In the 2017 election, New Zealand’s two largest parties, National and Labour, had a combined share of the vote of 81.3%. That was larger than in any previous election held under MMP – and even 11 percentage points higher than in the last election held under the first-past-the-post system, 1993 (see below).


nz elections


Even more astonishingly, recent opinion polls show the two main parties are still building their share of the vote. According to Kiwiblog’s ‘poll of polls’ average, Labour and National now stand at just under 88% combined.

With results like this, New Zealand’s MMP system is moving toward a political landscape you would expect under first-past-the-post – or indeed what many representative democracies looked like in the past. No wonder, then, that even Gareth Morgan has now finally given up and deregistered his TOP party.

Seesaw politics
Most Western democracies started off with two-party models in the second half of the 20th century. A left- and a right-leaning party would face each other in elections, and every few years it would swing one way or the other.

Thus Britain, for example, had the Conservatives and Labour, in Italy it was the Democrazia Cristiana and the Communist Party, while in Austria Social Democrats and the Austrian People’s Party long formed a virtual duopoly.

Over recent decades, however, this neat political order has eroded practically everywhere. In some countries, entire parties have disappeared. Just look at what happened to Democrazia Cristiana or Greece’s once dominant socialist party, PASOK.

In other countries, new (and often populist) parties have formed to challenge the incumbents. The prime examples are Austria’s Freedom Party FPÖ and the Dutch Party for Freedom PVV.

Dramatic erosion
In this context, it is instructive to look at Germany and compare it with New Zealand’s experience. Germany operates under the same MMP system that New Zealand has. In fact, New Zealand copied it from Germany. However, Germany’s experience of the past quarter century is different from ours.


german elections

The above table shows a dramatic erosion of democratic stability in German federal politics. In the early 1990s, their two main parties combined were stronger than Labour and National here. Yet today, the two main parties would not even command a parliamentary majority anymore should Germany go back to the polls.

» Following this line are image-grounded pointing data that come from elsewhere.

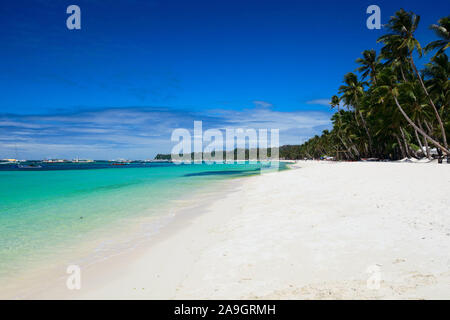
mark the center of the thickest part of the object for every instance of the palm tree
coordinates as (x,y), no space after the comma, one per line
(442,30)
(404,25)
(390,87)
(335,101)
(352,92)
(369,65)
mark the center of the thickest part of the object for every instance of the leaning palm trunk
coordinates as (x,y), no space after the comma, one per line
(418,140)
(426,142)
(367,130)
(345,145)
(438,117)
(400,146)
(405,142)
(437,144)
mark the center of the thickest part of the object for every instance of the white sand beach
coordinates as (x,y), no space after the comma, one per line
(319,231)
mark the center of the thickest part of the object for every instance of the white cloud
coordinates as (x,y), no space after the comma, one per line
(322,102)
(139,132)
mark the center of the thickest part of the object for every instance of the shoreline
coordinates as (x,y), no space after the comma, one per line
(318,232)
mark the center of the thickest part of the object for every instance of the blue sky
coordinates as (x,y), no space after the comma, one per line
(139,69)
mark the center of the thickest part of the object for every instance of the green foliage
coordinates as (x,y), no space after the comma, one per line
(398,109)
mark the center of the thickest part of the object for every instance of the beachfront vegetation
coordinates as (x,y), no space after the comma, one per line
(388,108)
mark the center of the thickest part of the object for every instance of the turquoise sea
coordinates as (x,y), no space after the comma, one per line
(50,212)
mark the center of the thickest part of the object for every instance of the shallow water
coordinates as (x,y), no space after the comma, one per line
(52,211)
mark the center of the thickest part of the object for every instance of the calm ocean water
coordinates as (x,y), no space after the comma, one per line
(51,211)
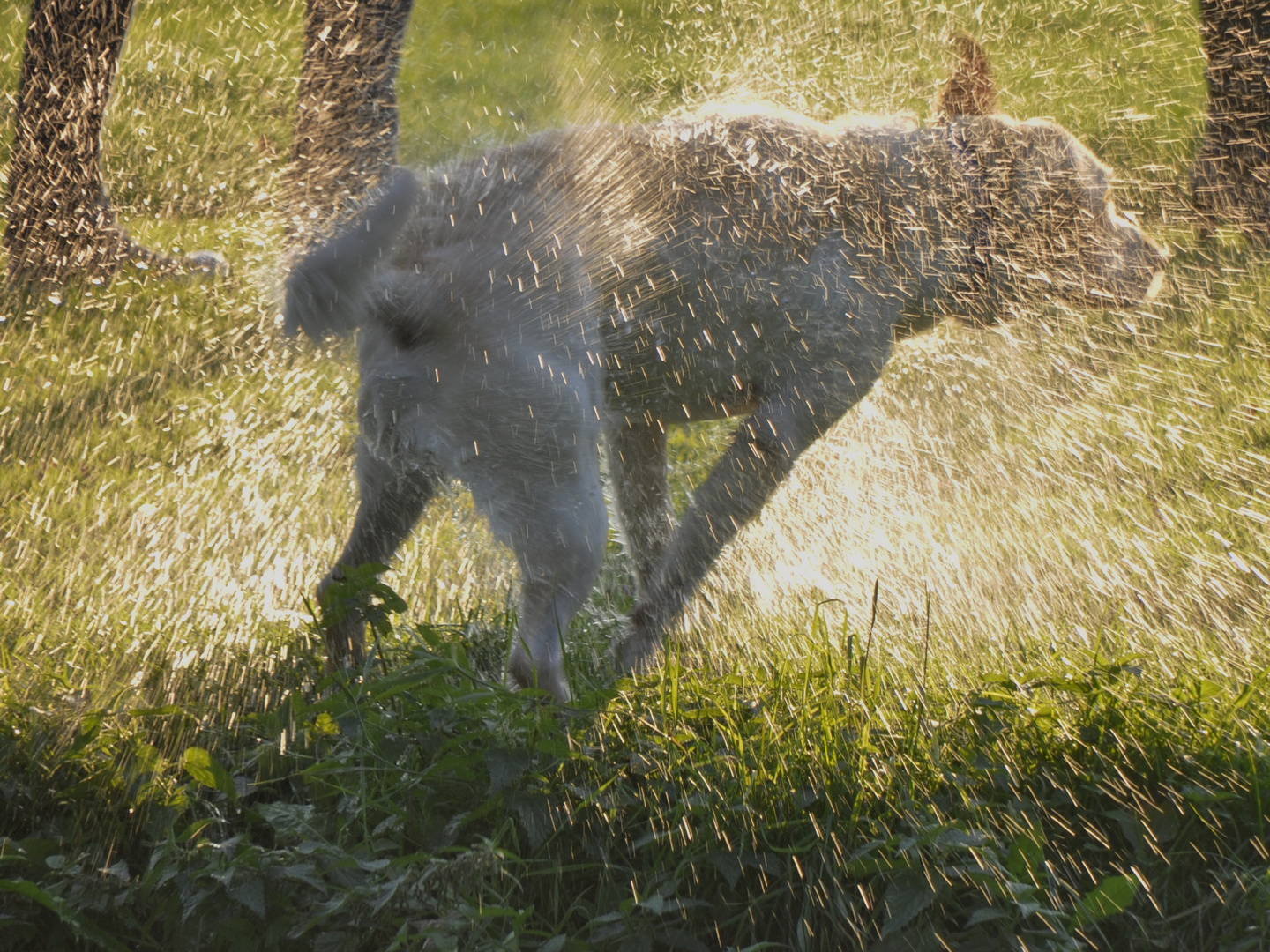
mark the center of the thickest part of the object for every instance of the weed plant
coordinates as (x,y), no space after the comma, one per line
(830,802)
(1065,750)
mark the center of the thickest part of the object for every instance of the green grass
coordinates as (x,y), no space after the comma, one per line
(1050,732)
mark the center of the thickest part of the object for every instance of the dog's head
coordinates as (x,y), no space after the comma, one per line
(1041,217)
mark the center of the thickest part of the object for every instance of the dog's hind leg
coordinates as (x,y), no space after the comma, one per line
(392,498)
(557,527)
(637,452)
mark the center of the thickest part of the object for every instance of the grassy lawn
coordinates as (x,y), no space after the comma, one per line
(1047,730)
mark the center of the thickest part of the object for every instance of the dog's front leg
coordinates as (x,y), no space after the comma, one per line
(761,456)
(637,455)
(392,502)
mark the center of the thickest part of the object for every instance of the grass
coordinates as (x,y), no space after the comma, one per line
(1048,730)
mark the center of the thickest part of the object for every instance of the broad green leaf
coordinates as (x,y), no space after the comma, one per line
(208,770)
(1113,895)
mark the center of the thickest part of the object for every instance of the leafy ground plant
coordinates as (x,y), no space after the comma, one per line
(832,802)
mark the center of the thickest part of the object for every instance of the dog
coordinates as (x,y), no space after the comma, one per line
(597,285)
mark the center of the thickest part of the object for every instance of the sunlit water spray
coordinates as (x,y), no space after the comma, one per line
(1061,476)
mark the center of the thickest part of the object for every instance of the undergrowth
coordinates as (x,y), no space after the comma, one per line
(830,802)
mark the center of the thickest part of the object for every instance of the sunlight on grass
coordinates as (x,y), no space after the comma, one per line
(1057,711)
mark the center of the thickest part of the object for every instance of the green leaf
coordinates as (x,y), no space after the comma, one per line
(81,928)
(1027,857)
(907,896)
(208,770)
(1113,895)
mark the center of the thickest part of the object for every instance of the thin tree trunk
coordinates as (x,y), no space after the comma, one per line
(347,120)
(61,225)
(1232,173)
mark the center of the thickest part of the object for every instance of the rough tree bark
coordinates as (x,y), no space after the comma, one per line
(61,224)
(347,117)
(1232,173)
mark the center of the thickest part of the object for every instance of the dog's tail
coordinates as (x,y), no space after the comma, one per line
(328,290)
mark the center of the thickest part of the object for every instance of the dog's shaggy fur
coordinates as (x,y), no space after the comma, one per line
(603,283)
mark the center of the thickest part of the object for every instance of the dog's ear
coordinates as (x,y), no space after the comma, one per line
(969,90)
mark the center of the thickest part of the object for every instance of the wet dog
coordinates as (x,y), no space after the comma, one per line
(598,285)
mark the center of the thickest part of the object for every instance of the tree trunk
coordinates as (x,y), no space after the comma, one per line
(61,224)
(1232,173)
(347,120)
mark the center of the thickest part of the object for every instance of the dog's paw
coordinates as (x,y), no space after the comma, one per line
(634,651)
(521,673)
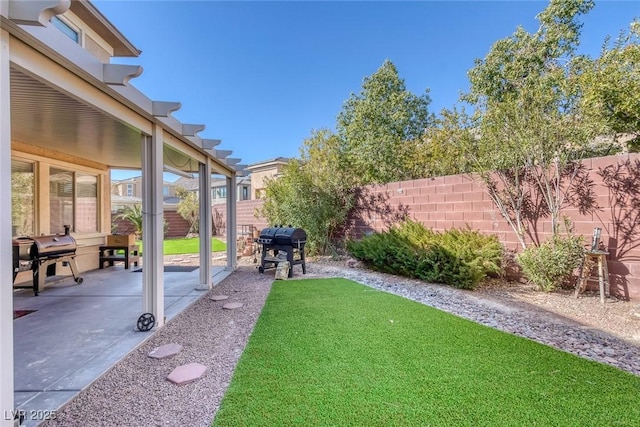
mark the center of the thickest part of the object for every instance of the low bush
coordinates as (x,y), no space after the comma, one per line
(552,264)
(459,257)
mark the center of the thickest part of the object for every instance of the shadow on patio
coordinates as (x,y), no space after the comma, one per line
(74,333)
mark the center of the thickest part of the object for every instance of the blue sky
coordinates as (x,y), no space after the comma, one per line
(262,75)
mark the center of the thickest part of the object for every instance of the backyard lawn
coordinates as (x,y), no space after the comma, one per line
(334,352)
(188,246)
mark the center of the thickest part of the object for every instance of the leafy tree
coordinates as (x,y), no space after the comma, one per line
(379,128)
(530,130)
(189,209)
(313,193)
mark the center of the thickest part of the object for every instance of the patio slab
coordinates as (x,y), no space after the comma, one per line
(80,331)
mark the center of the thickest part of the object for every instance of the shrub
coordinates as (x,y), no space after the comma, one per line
(459,258)
(552,263)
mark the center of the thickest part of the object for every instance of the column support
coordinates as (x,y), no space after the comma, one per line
(153,225)
(206,228)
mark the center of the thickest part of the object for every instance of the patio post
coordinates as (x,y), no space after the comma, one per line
(6,266)
(205,225)
(232,251)
(152,225)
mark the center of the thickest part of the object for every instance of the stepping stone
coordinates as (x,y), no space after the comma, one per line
(232,305)
(165,351)
(185,374)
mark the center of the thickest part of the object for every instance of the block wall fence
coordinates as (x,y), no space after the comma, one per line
(457,201)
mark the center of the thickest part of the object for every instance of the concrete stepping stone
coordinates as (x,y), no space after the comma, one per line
(165,351)
(185,374)
(232,305)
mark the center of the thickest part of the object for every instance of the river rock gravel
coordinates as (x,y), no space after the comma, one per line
(135,392)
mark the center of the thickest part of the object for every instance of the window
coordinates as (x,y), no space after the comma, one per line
(66,29)
(73,200)
(22,198)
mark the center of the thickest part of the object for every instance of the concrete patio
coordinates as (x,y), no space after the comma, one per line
(77,332)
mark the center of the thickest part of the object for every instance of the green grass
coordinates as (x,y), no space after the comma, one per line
(188,246)
(331,352)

Instead of two large parties, there are now a bunch of smaller parties competing with one another in Germany. Two of them, the Alternative für Deutschland and The Left, can be classified as populist.

There are many reasons for this decline of the old German political order, both personalities and policies. But it has now become a decline that feeds itself. When the two formerly large parties are constantly forced to work together because no other plausible coalition options exist, then this very cooperation feeds the populists. It allows them to accuse the previous mainstream parties of being indistinguishable, and they can blame them for every false compromise they must make.

I know this will not make me popular in New Zealand but how lucky are we by comparison? Admittedly, we have plenty of political stupidity in our system. Our parties do not always fill us with either inspiration or confidence.

Steady as
Yet we are still looking at a situation in which battles for the best ideas are possible between a strong government and a strong opposition. And in which a proper change of government is also imaginable after the next election.

In a world in which politics has become unpredictable and often nasty, New Zealand’s party-political landscape appears civilised, steady and predictable.

For all our grumbling about the allegedly terrible state of New Zealand politics, that is something we should appreciate more.